A stat for everyone, Melbourne currently boasts the highest single dwelling household rate in the country at nearly 50%. That’s right approx. 50% of Melbournians reside on their own. Clearly its important to understand market dynamics in an area your considering investing in and unfortunately the public struggle to obtain sufficient info to make informed decisions. Sure people make money out of property or shares everyday, but unless your at the coalface of the industry its very difficult to know exactly whats going on. My analogy here is if im sick I don’t go to the butcher for health advice, I go to the doctor because he is the expert. Investment is no different.

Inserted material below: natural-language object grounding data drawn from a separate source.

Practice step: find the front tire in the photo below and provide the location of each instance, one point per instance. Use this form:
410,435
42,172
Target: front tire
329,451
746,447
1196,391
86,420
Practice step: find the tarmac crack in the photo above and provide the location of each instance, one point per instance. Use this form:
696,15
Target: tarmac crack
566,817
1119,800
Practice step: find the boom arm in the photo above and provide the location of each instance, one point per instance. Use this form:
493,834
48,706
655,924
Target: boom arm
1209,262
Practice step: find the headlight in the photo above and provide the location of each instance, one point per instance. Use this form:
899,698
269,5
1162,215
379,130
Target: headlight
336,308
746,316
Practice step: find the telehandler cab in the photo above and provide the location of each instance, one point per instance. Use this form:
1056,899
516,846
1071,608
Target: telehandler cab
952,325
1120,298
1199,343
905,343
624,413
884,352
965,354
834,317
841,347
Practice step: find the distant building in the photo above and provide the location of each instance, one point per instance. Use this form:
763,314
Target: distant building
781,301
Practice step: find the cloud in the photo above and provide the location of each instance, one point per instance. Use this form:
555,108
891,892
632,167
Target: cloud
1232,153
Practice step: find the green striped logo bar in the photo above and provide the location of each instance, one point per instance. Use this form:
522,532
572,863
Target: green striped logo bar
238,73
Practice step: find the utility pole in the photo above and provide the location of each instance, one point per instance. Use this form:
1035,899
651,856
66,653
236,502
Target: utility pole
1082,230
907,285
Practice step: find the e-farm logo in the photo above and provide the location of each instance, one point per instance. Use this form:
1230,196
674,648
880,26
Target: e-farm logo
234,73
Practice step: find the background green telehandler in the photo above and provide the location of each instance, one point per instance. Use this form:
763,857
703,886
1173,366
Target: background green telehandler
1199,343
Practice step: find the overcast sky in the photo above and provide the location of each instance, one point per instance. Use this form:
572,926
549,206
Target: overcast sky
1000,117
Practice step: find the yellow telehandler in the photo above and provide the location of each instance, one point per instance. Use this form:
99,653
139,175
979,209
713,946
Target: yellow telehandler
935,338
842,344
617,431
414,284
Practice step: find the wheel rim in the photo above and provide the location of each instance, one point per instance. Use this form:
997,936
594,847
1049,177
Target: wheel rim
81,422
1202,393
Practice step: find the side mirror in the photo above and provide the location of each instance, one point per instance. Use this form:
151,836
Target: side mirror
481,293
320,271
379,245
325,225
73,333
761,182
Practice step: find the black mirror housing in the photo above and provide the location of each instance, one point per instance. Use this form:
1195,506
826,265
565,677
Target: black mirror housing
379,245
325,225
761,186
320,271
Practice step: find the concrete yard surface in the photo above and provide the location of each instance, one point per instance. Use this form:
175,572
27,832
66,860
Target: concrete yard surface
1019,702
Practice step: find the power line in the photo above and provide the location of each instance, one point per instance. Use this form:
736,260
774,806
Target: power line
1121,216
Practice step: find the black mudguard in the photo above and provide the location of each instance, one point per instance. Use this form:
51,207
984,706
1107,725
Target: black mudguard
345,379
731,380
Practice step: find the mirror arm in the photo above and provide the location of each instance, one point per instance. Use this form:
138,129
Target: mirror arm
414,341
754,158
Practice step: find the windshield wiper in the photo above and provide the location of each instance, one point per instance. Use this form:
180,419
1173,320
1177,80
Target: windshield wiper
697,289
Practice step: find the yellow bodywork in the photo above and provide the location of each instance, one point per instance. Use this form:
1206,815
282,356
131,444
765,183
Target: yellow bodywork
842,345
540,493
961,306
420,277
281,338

All in all Jaryd my basic advice is this, real estate has 3 interlocking keys, price, type and location. Your price point affects where you can buy and what you can buy which in turn affects the location. You cant buy a 5 bed home in port Melbourne overlooking the bay if your price point is $350k, so what you should do is seek advice from a specialist (just be sure to check their methodology and credentials first). If your ready go for it.